El incidente se registró cerca de las 23:45, cuando un grupo de personas traspasó el vallado de seguridad instalado alrededor del monumento y comenzó a lanzar botellas y otros objetos contra los agentes desplegados en la zona.
Ante esta situación, la Policía respondió con gases lacrimógenos y el despliegue de un camión hidrante de la Infantería, que recorrió la avenida 9 de Julio para dispersar a los manifestantes. Luego de aproximadamente 20 minutos de tensión, el área fue despejada.
El balance oficial reportó 15 personas detenidas y siete policías heridos con politraumatismos. Además, el Sistema de Atención Médica de Emergencias (SAME) informó que 25 personas recibieron atención durante la jornada por situaciones como caídas, peleas, intoxicaciones por consumo de alcohol y ataques de pánico.
Las autoridades también confirmaron dos fallecimientos por paros cardiorrespiratorios, aunque aclararon que estos casos no estuvieron relacionados directamente con los disturbios. Asimismo, un hombre de 72 años permanece hospitalizado en terapia intensiva con pronóstico reservado.

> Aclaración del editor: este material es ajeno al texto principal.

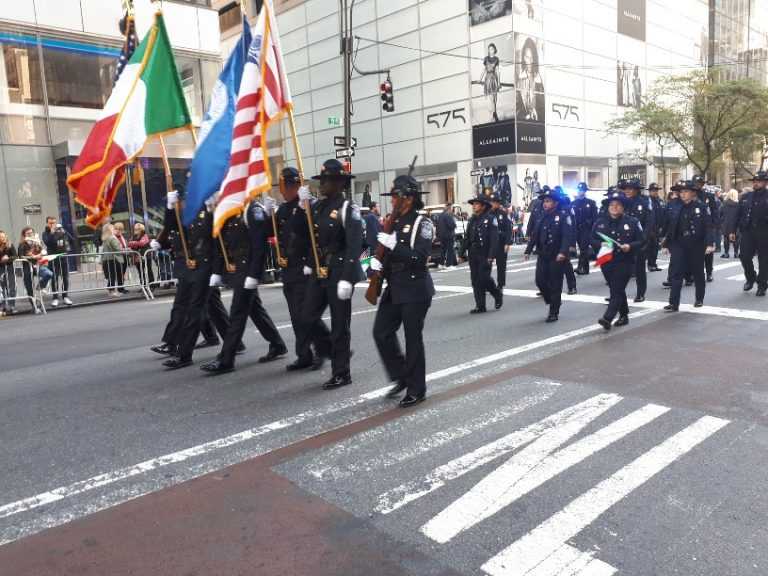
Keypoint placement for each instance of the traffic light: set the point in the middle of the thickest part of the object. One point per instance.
(387, 96)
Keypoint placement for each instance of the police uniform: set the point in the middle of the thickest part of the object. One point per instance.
(623, 230)
(296, 270)
(551, 237)
(585, 211)
(641, 208)
(481, 243)
(406, 298)
(688, 233)
(753, 224)
(245, 239)
(339, 239)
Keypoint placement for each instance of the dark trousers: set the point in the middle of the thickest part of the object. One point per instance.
(411, 368)
(480, 274)
(549, 281)
(322, 295)
(501, 267)
(752, 245)
(60, 281)
(641, 275)
(618, 275)
(448, 251)
(295, 293)
(686, 259)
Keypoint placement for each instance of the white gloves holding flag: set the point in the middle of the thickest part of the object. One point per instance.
(250, 283)
(172, 199)
(344, 290)
(216, 281)
(304, 193)
(388, 240)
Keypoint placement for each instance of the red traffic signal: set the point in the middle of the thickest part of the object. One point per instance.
(387, 97)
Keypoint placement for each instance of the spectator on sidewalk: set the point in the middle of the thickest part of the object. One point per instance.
(57, 242)
(112, 259)
(140, 243)
(7, 275)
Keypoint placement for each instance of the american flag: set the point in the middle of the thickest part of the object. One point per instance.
(263, 99)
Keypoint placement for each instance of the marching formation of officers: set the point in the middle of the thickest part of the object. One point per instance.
(319, 242)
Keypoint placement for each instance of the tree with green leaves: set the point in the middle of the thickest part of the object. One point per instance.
(704, 117)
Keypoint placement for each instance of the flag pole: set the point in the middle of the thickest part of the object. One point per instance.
(191, 264)
(322, 272)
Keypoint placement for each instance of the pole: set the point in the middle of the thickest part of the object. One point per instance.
(191, 264)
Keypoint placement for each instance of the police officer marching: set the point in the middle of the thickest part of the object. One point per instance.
(551, 237)
(244, 237)
(627, 241)
(641, 208)
(689, 236)
(338, 232)
(585, 210)
(480, 248)
(753, 224)
(408, 294)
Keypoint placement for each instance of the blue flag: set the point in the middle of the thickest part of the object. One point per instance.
(211, 161)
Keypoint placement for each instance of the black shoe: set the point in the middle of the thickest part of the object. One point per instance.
(176, 363)
(299, 365)
(164, 349)
(208, 344)
(337, 382)
(216, 367)
(396, 390)
(273, 354)
(410, 400)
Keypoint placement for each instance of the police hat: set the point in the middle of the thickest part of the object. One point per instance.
(291, 175)
(333, 169)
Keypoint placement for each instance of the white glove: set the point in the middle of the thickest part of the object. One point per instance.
(388, 240)
(172, 199)
(269, 205)
(215, 281)
(304, 193)
(250, 283)
(344, 290)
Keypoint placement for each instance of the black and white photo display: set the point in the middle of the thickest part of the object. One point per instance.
(481, 11)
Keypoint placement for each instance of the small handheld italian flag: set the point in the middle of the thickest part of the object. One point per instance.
(605, 254)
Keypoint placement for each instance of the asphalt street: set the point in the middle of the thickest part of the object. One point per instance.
(542, 450)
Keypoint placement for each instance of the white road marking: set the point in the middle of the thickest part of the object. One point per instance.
(529, 469)
(408, 492)
(322, 471)
(524, 555)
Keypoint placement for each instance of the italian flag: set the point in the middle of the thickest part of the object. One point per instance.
(605, 254)
(147, 101)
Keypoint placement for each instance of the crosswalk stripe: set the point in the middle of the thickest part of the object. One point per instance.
(410, 491)
(523, 556)
(529, 469)
(323, 471)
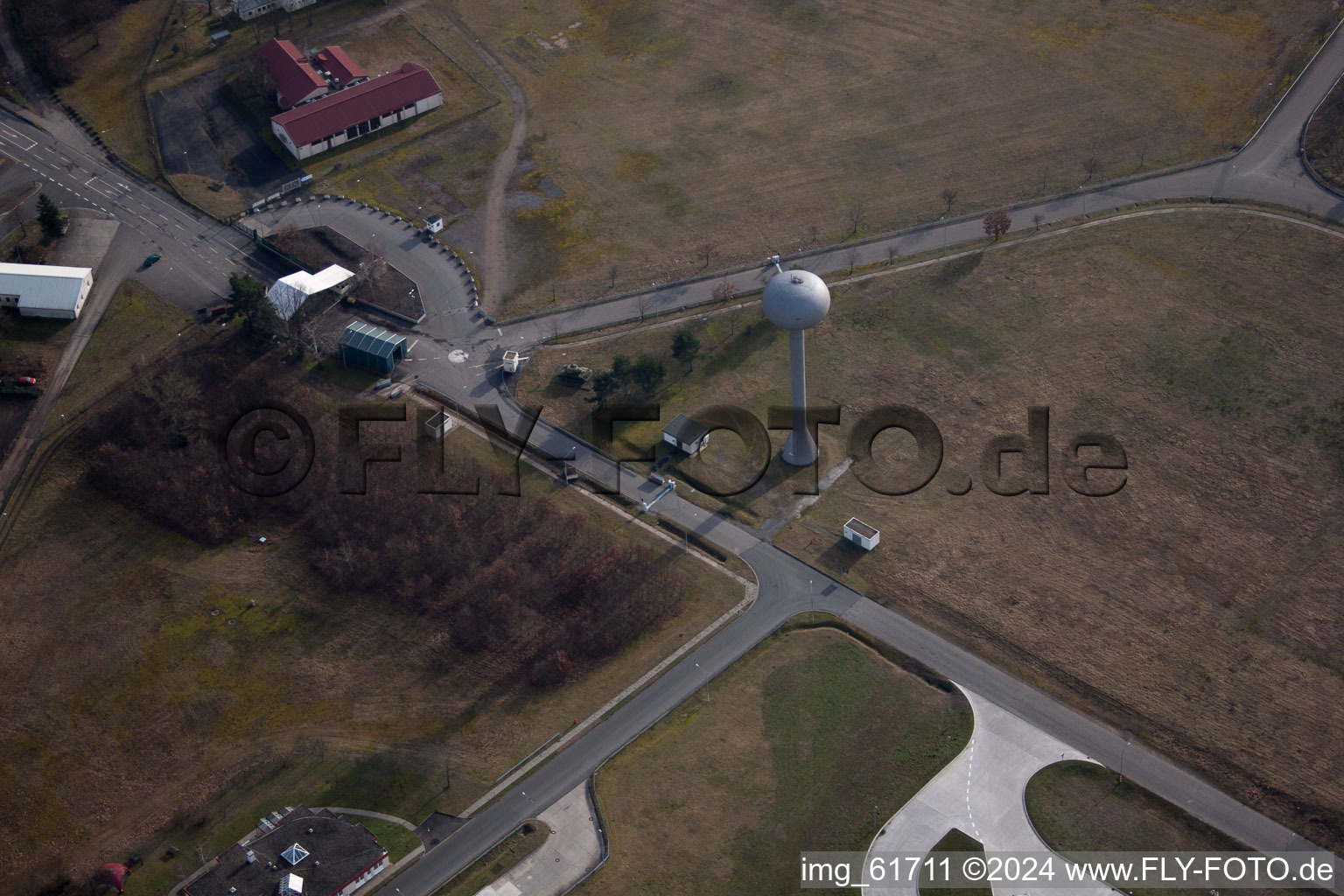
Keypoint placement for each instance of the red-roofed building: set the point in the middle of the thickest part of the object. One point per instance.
(356, 112)
(295, 80)
(338, 63)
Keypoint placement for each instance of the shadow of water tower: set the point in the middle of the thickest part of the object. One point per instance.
(797, 300)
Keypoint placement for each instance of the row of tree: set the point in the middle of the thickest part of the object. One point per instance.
(541, 589)
(49, 25)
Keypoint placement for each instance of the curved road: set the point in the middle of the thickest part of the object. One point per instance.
(1268, 170)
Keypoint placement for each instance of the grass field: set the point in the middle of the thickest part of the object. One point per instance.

Los incidentes ocurrieron en medio del impacto generado por la derrota de Argentina en la final del Mundial, torneo en el que España se consagró campeón. Tras el resultado deportivo, la tensión se trasladó a las calles y obligó a reforzar el operativo de seguridad.
La Ciudad de Buenos Aires informó que continuará con las investigaciones para determinar responsabilidades y evaluar los daños registrados en el sector del Obelisco.